Mais est-ce que je veux vraiment partir, en fait ? D'une certaine façon, c'est devenu chez moi, depuis le temps. Et puis, si ces types ont vraiment décidé de tuer cette fille, est-ce que je ne dois pas tenter de les en empêcher ? Mais si je les en empêche, ils recommenceront. Et moi aussi, je devrais recommencer. Et je me demande soudain s'ils n'ont pas déjà recommencé ? Auraient-ils tué d'autres personnes sans que je ne me rende compte ?

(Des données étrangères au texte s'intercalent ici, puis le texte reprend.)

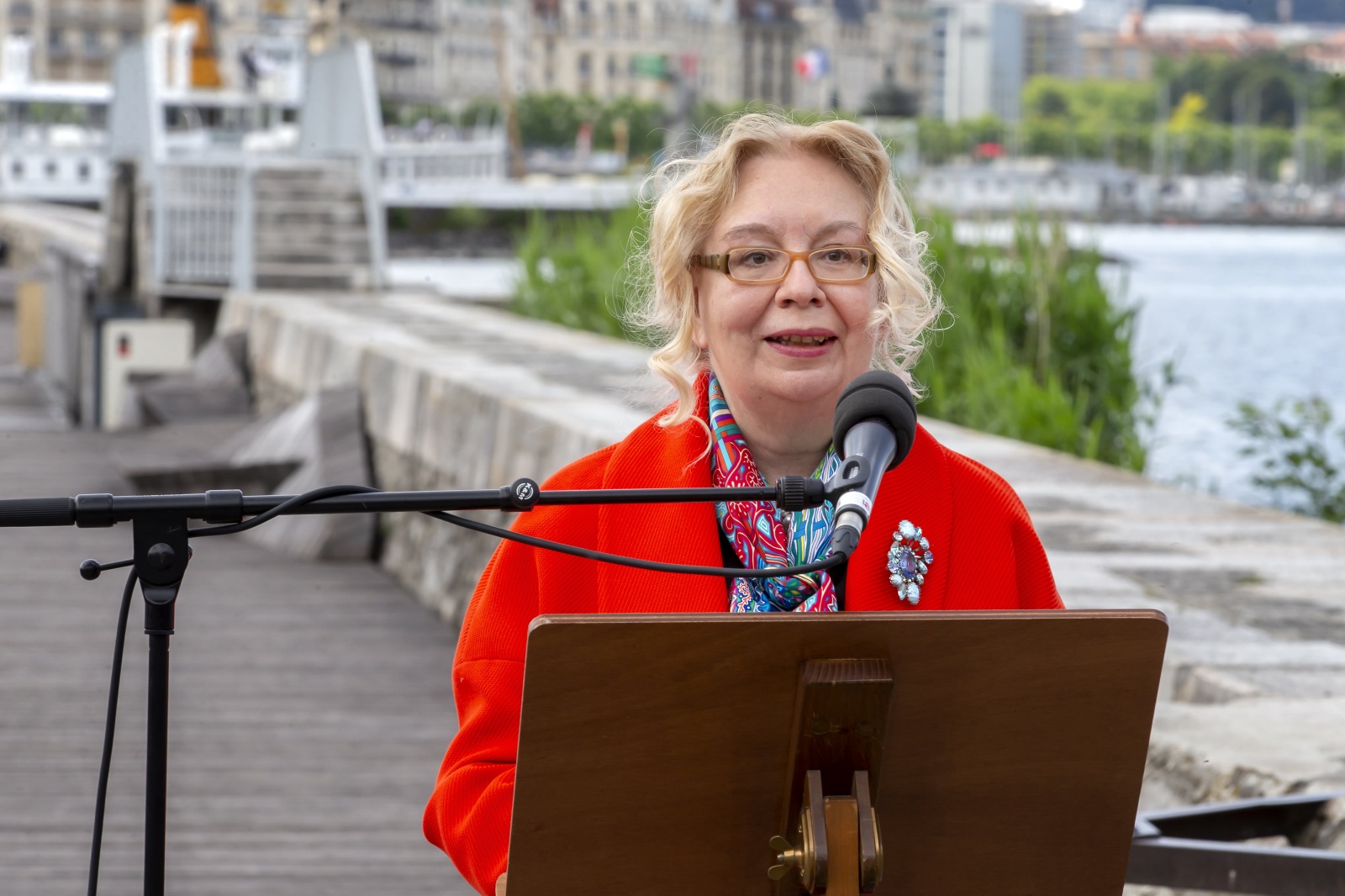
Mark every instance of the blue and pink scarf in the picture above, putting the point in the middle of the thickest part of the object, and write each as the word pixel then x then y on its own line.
pixel 763 535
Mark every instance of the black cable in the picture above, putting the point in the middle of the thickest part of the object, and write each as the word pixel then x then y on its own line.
pixel 724 572
pixel 109 730
pixel 298 501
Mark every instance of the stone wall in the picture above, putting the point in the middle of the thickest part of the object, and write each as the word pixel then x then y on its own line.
pixel 447 403
pixel 1254 687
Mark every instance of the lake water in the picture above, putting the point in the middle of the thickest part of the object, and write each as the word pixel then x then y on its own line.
pixel 1248 314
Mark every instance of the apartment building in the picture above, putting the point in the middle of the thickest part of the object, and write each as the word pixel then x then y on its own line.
pixel 77 40
pixel 978 61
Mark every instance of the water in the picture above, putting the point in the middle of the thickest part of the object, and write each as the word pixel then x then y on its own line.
pixel 1248 314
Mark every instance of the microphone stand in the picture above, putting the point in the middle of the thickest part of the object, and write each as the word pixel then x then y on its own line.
pixel 161 555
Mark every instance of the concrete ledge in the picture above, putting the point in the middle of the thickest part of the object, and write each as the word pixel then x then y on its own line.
pixel 456 396
pixel 447 403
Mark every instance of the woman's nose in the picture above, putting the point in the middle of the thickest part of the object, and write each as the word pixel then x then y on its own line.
pixel 799 286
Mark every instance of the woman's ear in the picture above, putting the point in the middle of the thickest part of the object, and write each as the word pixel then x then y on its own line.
pixel 697 320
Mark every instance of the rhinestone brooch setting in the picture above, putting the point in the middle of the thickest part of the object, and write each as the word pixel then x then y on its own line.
pixel 908 561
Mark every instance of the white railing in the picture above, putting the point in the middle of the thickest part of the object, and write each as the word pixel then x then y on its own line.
pixel 405 168
pixel 195 221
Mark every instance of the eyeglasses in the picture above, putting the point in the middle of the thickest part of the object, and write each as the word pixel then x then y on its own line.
pixel 755 264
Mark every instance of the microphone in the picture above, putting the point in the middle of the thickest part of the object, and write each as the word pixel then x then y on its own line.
pixel 874 428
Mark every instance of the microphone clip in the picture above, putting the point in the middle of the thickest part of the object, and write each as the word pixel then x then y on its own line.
pixel 853 474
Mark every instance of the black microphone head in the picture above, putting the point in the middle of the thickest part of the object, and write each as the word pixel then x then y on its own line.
pixel 881 396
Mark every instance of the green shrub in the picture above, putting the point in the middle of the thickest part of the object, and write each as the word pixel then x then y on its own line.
pixel 575 268
pixel 1297 465
pixel 1033 347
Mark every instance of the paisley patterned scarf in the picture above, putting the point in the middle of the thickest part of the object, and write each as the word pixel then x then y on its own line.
pixel 763 535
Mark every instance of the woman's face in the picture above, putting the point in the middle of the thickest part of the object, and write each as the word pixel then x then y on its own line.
pixel 795 340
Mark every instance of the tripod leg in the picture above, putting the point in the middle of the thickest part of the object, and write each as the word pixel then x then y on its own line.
pixel 156 766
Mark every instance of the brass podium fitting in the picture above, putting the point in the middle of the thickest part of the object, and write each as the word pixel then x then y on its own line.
pixel 810 855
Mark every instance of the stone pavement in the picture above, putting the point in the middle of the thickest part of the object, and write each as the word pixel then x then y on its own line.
pixel 311 705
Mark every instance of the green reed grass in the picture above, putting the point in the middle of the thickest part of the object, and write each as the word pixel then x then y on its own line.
pixel 1032 346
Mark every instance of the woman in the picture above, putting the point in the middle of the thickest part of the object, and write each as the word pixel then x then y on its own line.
pixel 784 264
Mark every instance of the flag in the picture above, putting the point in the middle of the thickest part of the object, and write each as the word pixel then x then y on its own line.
pixel 814 64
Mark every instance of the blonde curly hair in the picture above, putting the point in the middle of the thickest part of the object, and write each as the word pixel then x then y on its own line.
pixel 690 194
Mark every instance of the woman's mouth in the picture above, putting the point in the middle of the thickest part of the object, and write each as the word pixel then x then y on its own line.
pixel 802 345
pixel 793 340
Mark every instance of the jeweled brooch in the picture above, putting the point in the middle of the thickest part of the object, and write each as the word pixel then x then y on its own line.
pixel 908 561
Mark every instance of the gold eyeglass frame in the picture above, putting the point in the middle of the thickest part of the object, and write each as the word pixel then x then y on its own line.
pixel 721 264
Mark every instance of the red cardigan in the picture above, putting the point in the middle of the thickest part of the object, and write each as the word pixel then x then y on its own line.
pixel 986 556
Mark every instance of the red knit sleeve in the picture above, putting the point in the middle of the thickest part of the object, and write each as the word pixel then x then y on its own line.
pixel 1000 539
pixel 468 814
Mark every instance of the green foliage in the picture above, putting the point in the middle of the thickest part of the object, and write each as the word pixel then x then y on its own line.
pixel 1291 443
pixel 555 119
pixel 1116 121
pixel 645 123
pixel 1036 349
pixel 575 269
pixel 1089 101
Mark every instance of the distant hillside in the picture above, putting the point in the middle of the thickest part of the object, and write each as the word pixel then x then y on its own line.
pixel 1264 10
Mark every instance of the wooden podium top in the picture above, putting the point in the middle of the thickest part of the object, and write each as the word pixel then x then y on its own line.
pixel 652 748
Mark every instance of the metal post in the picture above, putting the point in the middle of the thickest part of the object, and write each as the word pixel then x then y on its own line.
pixel 161 555
pixel 156 764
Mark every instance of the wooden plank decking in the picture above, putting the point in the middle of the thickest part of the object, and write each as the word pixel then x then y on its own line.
pixel 311 705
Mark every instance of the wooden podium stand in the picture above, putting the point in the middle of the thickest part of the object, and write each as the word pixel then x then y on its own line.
pixel 997 754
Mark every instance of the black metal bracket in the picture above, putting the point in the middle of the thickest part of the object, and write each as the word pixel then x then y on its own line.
pixel 161 556
pixel 1197 848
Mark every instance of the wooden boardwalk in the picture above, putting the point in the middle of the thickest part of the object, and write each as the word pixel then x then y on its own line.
pixel 311 705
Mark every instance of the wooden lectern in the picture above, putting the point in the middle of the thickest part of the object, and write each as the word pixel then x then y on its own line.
pixel 911 754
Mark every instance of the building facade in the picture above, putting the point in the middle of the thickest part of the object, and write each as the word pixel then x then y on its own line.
pixel 978 61
pixel 77 40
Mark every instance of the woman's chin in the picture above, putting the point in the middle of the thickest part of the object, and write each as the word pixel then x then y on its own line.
pixel 806 387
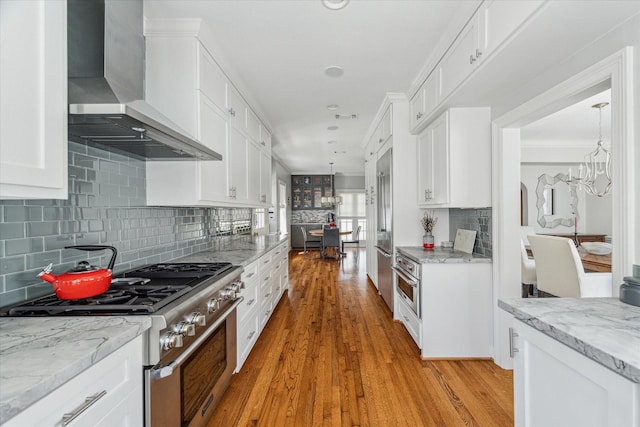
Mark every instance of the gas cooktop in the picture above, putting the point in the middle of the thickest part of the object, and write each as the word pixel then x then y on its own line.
pixel 142 290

Ce qui me lie à cet endroit continue de s'affaiblir et d'autres souvenirs remontent. En vérité, il semble que la force de ce lien ne cesse de fluctuer. Il y a des hauts et des bas et il doit être régulièrement renforcé. Maintenant, j'en suis sûr, il y a eu d'autres victimes depuis la nuit où je suis mort mais... où sont-elles ? Pourquoi ne sont-elles pas avec moi ? Ou alors, elles sont là, elles aussi, sauf que nous ne pouvons pas nous voir... Mais, je me rappelle maintenant de l'une d'elle, un jeune garçon. Quand il est mort, j'ai vu... une sortie. Mais il a « couru » plus vite que moi et je suis resté coincé ici. Et le « lien » fut renforcé. Et ma mémoire... fluctue en fonction de la force de ce qui me retient ici. Mais maintenant, je le sais. Quand ils tuent, une porte s'ouvre et je peux m'enfuir.

Ce soir, c'est LE soir. Sauf que... par chance ou intelligence, la jeune secrétaire n'est pas tombée dans le piège. Les hommes sont nerveux. On dirait que c'est la première fois que ça leur arrive. Ils ne savent pas quoi faire. L'« autre » sera bientôt là et ils n'ont rien à lui offrir. Il sera bientôt là et je comprends ! Il arrive par une « porte », LA porte !
Il est là. De là où je suis je ne parviens pas à voir vraiment à quoi il ressemble. Je ne vois pas de cornes ou de pieds de boucs mais quelque chose dans sa silhouette atteste qu'il n'est pas... comme nous. Je ne saisis pas tout des mots échangés. Les hommes s'excusent mais ça ne semble pas suffire. Le ton monte. Je regarde dans la direction d'où est venue l'« Autre ». La porte est toujours ouverte. Ces types vont mourir. Cet endroit va mourir. Et peut-être même que beaucoup d'autres vont mourir à cause de ce qui est en train de se passer. Mais je m'en fiche. Je ne veux pas le savoir. Je veux juste tenter ma chance. Je cours. Je traverse la porte.

J'espère juste que ce qui m'attend de l'autre côté n'est pas pire que cet endroit.